I’m increasingly hearing from leaders who expect more context about their data to help them drive decisions. Outliers and extremes might pique their curiosity when times are good, but when they’re navigating rougher waters, they need specific, actionable facts that can drive decisions. Well-defined customer segments are targets for new campaigns; information about which promotions in the market are and aren’t performing inform future discounting; and device-specific engagement data enables engineering improvement.
By looking deeper into their data and rigorously testing more hypotheses, companies can arm themselves with meaningful facts and can look past their trailing business metrics and tribal knowledge to get a fast, comprehensive picture of what’s changing in order to set strategy in real time. They can make better decisions.
Build a data-driven culture by caring about the facts
Every business says they want to be data-driven, but most don’t actually know what that looks like in practice.
As the Harvard Business Review pointed out recently: “The biggest obstacles to creating data-based businesses aren’t technical; they’re cultural. It is simple enough to describe how to inject data into a decision-making process. It is far harder to make this normal, even automatic, for employees — a shift in mindset that presents a daunting challenge.”
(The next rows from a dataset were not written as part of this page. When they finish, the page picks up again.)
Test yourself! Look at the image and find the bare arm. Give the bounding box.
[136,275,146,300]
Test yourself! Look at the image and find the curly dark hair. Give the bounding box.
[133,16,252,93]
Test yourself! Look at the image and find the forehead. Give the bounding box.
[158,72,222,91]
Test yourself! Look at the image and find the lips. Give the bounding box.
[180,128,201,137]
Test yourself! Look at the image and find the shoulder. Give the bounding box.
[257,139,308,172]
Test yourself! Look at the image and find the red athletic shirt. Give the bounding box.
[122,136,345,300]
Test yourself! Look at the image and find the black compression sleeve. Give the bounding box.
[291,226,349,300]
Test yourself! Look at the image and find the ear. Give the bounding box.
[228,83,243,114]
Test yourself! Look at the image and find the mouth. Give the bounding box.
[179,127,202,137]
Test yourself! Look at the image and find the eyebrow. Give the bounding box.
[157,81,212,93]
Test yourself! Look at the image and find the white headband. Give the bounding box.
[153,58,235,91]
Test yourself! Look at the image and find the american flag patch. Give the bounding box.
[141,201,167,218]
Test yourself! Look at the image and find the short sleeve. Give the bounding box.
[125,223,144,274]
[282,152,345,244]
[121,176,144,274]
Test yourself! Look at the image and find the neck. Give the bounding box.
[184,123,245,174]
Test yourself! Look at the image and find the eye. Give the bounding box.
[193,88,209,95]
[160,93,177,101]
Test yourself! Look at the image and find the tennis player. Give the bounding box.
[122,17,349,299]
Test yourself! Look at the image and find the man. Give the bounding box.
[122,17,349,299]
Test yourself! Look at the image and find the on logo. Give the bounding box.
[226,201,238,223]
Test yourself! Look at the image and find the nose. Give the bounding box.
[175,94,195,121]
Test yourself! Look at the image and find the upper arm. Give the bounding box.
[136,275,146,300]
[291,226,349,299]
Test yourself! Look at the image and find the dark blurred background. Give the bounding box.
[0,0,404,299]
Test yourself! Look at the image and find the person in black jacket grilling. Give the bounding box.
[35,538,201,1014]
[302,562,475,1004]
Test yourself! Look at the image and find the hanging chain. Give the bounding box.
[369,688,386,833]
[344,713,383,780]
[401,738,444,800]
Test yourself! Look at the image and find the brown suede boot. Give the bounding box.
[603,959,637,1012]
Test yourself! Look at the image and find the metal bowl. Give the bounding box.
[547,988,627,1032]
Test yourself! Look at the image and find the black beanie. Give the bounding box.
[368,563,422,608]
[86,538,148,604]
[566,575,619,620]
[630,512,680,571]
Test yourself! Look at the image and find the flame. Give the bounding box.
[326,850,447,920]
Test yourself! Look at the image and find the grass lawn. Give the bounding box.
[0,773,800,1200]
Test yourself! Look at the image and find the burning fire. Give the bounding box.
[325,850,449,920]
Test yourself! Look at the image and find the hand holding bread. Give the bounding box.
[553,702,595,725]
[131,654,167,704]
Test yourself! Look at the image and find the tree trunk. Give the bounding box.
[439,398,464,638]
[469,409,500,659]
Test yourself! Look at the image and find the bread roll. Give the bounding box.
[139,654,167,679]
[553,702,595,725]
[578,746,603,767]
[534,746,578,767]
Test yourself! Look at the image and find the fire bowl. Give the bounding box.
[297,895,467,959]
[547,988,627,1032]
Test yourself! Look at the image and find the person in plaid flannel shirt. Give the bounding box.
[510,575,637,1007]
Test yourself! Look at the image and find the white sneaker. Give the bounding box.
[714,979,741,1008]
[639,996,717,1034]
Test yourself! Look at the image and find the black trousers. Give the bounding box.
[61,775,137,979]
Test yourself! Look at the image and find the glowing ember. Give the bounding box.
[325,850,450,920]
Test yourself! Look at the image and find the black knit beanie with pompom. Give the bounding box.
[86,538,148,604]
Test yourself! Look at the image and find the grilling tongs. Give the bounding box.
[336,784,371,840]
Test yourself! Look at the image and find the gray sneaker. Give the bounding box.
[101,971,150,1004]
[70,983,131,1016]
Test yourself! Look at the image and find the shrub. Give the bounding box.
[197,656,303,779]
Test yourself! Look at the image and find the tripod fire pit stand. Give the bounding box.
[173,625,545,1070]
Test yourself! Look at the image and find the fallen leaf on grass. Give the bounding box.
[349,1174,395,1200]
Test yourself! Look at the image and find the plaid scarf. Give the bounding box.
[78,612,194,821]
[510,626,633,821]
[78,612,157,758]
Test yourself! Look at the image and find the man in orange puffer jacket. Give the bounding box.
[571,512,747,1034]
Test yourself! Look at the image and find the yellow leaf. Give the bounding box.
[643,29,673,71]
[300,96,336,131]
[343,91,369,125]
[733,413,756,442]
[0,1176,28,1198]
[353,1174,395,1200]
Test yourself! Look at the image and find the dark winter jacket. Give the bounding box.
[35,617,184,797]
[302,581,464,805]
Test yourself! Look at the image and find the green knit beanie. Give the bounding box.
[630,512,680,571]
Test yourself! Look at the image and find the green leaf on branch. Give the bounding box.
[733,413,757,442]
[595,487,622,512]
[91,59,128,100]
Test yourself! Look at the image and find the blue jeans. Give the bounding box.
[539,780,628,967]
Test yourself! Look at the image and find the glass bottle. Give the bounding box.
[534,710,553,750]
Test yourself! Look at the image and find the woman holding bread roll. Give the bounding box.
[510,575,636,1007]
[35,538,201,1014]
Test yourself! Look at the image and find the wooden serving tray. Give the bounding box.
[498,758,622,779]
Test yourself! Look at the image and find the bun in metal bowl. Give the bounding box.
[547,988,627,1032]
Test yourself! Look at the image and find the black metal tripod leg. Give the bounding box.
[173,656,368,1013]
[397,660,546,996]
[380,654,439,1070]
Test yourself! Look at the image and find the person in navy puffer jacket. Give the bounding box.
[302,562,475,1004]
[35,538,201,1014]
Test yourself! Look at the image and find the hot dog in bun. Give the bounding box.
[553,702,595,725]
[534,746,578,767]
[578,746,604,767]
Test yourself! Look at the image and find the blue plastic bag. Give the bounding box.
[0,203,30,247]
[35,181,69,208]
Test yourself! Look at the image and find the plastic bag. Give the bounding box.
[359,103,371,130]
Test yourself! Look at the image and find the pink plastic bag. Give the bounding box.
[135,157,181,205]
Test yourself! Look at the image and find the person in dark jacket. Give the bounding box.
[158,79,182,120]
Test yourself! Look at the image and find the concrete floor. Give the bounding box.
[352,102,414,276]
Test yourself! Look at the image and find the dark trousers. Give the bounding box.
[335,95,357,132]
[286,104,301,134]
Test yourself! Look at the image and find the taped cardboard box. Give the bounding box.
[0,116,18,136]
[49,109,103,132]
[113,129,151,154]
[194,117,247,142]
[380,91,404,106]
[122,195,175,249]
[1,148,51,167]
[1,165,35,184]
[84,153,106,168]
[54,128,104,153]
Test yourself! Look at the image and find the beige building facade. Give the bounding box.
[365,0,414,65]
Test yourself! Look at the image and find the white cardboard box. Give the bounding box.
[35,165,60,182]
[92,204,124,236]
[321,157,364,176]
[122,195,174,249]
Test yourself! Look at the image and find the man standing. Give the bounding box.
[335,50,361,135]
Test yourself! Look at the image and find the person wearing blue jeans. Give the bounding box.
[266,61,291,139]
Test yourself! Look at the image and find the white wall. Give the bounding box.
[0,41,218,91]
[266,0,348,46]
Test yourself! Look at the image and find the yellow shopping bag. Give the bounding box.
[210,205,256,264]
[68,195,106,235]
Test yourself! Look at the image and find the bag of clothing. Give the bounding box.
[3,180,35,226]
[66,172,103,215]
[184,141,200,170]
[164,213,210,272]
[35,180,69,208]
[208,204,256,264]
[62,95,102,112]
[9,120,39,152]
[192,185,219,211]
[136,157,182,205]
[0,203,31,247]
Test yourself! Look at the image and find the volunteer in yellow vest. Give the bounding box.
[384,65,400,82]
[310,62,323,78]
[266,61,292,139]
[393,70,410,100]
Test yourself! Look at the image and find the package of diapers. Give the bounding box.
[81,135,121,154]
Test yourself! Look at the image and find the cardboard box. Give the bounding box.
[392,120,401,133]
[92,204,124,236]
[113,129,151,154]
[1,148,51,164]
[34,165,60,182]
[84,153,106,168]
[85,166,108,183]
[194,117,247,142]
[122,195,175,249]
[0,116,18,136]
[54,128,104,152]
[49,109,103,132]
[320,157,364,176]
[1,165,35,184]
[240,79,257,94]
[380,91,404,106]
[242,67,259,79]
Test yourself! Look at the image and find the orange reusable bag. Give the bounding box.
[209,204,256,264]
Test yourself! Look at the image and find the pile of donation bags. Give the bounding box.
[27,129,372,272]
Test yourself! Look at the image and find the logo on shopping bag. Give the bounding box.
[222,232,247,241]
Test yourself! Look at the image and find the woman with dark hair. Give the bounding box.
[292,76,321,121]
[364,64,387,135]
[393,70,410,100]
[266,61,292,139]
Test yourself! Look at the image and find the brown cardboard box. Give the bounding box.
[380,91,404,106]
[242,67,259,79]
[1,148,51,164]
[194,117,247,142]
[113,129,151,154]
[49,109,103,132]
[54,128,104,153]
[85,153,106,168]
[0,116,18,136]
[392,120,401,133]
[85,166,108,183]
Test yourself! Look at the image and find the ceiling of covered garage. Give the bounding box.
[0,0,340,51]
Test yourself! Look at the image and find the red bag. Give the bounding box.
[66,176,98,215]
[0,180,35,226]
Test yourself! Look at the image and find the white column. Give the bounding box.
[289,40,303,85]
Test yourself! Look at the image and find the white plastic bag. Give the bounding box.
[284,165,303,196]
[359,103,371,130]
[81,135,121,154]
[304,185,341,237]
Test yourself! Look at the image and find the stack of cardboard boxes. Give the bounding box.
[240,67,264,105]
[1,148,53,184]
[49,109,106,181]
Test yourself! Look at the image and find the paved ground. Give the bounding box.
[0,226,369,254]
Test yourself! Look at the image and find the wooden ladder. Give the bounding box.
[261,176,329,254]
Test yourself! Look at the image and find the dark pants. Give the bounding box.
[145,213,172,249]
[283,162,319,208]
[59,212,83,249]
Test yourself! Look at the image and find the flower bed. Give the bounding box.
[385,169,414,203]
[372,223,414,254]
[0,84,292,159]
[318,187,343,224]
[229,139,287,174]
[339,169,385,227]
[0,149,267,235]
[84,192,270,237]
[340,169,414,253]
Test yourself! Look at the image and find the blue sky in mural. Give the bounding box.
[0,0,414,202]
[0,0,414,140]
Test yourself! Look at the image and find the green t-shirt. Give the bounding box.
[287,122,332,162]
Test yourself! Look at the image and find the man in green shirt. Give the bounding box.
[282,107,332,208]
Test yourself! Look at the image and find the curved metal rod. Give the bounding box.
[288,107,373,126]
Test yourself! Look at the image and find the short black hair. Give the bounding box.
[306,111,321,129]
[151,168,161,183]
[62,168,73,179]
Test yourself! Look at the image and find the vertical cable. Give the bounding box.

If you want your team to take data seriously, you need to demonstrate that you care about the facts, not spurious or debatable insights. This means asking pointed questions and following through with actions based on that data, not on your gut. It’s often the action step where teams seeking to be data-driven fall short because an insight in and of itself doesn’t direct the next steps.
Find facts that drive real impact
More often than not, the so-called insights we derive from data are just that - information without action.
For example, a global consumer products brand seeking to optimize their channel performance found themselves stuck at the insights level. Their existing analytics tools and highly simplified data consistently reminded them that Walmart was their biggest customer. Well, of course. But what are they going to do with that superficial, obvious insight?
This team needed help diving deeper into their rich transactional data to find the actionable facts. They wanted answers like “What products do different customer segments buy at Walmart compared to other channels?” and “Why are sales of a certain product fluctuating at Walmart?” and “What products are performing differently?”
The insight that Walmart is a dominant channel didn’t give this team the ability to change their product strategy or improve performance. But, with faster, accurate visibility into the impact of more factors, they were able to develop effective marketing and sales strategies to create new opportunities with customers and cohorts they’d never considered.
Now, more than ever, you need to be looking at your data differently. You need to leverage a more diverse set of factors in the moment to be proactive, allowing you to identify opportunities for growth, stability, and customer health. Investigating insights is a peacetime investment for companies looking for incremental gains. Acting on facts in real time will allow you to proactively leverage your data to make critical decisions and identify opportunities for growth, stability, and customer health, particularly as new opportunities arise.